Since it's an internal implementation detail, and there's really nothing you can do with those values if you have them, I think they should just completely not exist in the XML output. (for type='user' passt the socket path is never seen outside of the passt commandline (iirc libvirt passes it to QEMU as an open fd))

When I had gotten close to the end of the implementation, I realized that this all could probably be much cleaner and (in some ways) more straightforward if the relevant XML attributes were stored in a simpler struct in the virDomainNetDef (rather than a full virDomainChrSourceDef), and we then constructed a virDomainChrSourceDef in the NetDef's privateData object at runtime and used *that* to open the socket.

Just wanted to re-mention the previous paragraph, because I think we really should do that (just not today/yesterday).

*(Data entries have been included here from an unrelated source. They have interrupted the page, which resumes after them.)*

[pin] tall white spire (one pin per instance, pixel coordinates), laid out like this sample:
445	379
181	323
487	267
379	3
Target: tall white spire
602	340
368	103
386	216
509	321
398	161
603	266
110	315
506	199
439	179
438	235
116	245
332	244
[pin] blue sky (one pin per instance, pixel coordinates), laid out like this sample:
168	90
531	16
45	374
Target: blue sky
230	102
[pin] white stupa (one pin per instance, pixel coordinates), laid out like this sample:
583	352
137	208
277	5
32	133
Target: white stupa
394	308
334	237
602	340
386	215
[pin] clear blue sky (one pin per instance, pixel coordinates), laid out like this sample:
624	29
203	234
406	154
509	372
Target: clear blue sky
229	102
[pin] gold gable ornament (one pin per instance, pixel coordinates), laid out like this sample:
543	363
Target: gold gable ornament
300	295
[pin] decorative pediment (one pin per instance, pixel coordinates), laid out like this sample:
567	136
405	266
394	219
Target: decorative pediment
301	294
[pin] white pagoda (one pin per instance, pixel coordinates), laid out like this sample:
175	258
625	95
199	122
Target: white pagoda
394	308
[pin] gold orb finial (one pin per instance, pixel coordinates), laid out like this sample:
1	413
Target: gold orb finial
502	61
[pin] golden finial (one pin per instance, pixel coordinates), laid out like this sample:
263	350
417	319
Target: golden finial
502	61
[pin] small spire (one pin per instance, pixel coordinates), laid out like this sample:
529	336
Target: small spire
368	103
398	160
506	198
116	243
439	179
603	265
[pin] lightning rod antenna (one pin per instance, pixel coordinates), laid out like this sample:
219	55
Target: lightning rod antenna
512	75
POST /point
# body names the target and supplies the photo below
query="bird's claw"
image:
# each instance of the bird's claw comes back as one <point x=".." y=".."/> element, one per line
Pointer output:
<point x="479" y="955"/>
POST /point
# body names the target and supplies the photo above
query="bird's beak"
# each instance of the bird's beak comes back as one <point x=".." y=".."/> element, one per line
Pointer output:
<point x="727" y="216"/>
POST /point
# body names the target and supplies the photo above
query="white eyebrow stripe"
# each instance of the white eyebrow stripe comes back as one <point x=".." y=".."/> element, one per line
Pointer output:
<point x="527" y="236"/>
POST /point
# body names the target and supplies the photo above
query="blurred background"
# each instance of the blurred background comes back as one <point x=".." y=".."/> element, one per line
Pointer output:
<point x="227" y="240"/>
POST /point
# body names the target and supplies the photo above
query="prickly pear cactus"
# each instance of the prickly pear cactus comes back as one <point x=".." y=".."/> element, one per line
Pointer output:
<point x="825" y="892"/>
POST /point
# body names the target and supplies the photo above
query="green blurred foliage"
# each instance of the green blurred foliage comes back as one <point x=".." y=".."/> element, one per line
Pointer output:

But without looking at the other uses of the chardev code at all, it seems like that could require quite a lot of changes to other code of functionalities not related to vhostuser network interfaces, leading to a higher likelyhood of regressions in places that wouldn't be caught until full regression tests done at a later time. I still think it should be done, but at a later time.


Not sure how other vhost-user device behave in
this sense.

To be truthful, the code surrounding the socket path (and ifname) in the case of normal vhostuser was convoluted enough that I didn't try too hard to fully understand it. I think I remember that you're required to set <dev target='blah'/> even though that name has no functional use (in the case that you're hooking up to an OVS switch)(although possibly I was just witnessing odd behavior of an interim state of the code), and may even be replaced by a value returned from a call to OVS anyway (or something like that - I think it is the name of the port on the OVS switch), but in the case where you have two QEMU's connected directly to each other it is completely meaningless, yet you still have to have it).

Again a more general cleanup is in order.